Milos Raonic advances at U.S. Open with five-set victory over Santiago Giraldo

NEW YORK, N.Y. - Milos Raonic had trouble at the baseline, but still earned his first U.S. Open victory.

The Thornhill, Ont., native overcame 55 unforced errors including 15 double faults on Tuesday to defeat Santiago Giraldo of Colombia 6-3, 4-6, 3-6, 6-4, 6-4.

Raonic, the No. 15 seed, earned his 34th victory of the season in a match that lasted well over three hours.

"I'm just happy with the outcome and that I managed to make the most of that moment and just find a way to win," said Raonic. "Everything else I've got to hope gets better in the next round."

Raonic had 30 aces, but struggled with unforced errors and converted on only a third of his dozen break points.

"I don't think I struggled with my serve that much in a long, long time. A lot of double faults, and it wasn't just one double fault per game," said Raonic. "I double-faulted consistently a couple times in a row, and that made my job a lot more difficult and it gave him a little bit more freedom at the same time."

Raonic did not play at the U.S. Open in 2011 as he recovered from hip surgery. In 2010 as a qualifier, he was beaten by Australian Carsten Ball in his debut at a major.

On Tuesday, Raonic found himself down 2-1, but tied the match with a break in the final game of the fourth set as Giraldo fired wide.

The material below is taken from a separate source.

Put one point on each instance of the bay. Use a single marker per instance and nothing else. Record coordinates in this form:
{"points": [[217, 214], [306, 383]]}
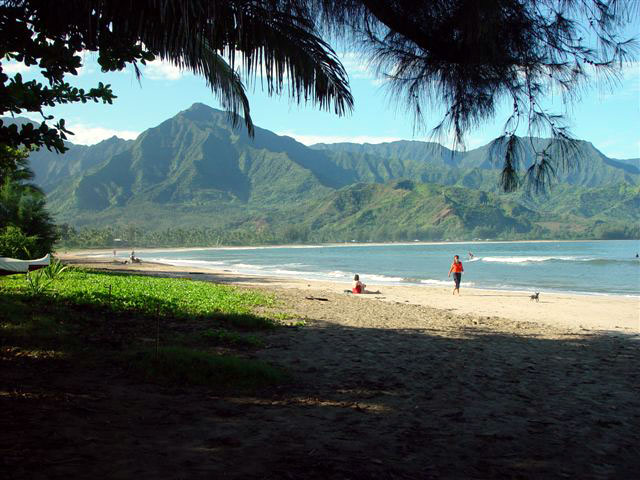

The match finished with a Raonic break of Giraldo on a forehand error from the Colombian.

He will play Paul-Henri Mathieu of France for the first time in the second round of the tournament.

Later Tuesday, Toronto's Daniel Nestor and partner Max Mirnyi of Belarus were upset their first-round men's doubles match with American wild-cards Steve Johnson and Jack Sock 1-6, 7-6 (7-4), 6-2.

The 39-year-old Nestor had not lost this early at Flushing Meadows since 2005, a year after lifting the title with former partner Mark Knowles.

Nestor and Mirnyi, the top-ranked team, converted on three of 15 break point chances in just under two hours while losing serve twice after a runaway win in the opening set.

"That's what happens when you let a team hang around for too long," said Nestor. "This should have been over in two sets.

"I just cannot explain how our level dropped so much and without any reason after that 6-1 first set. This is really hard to take, I can't explain it."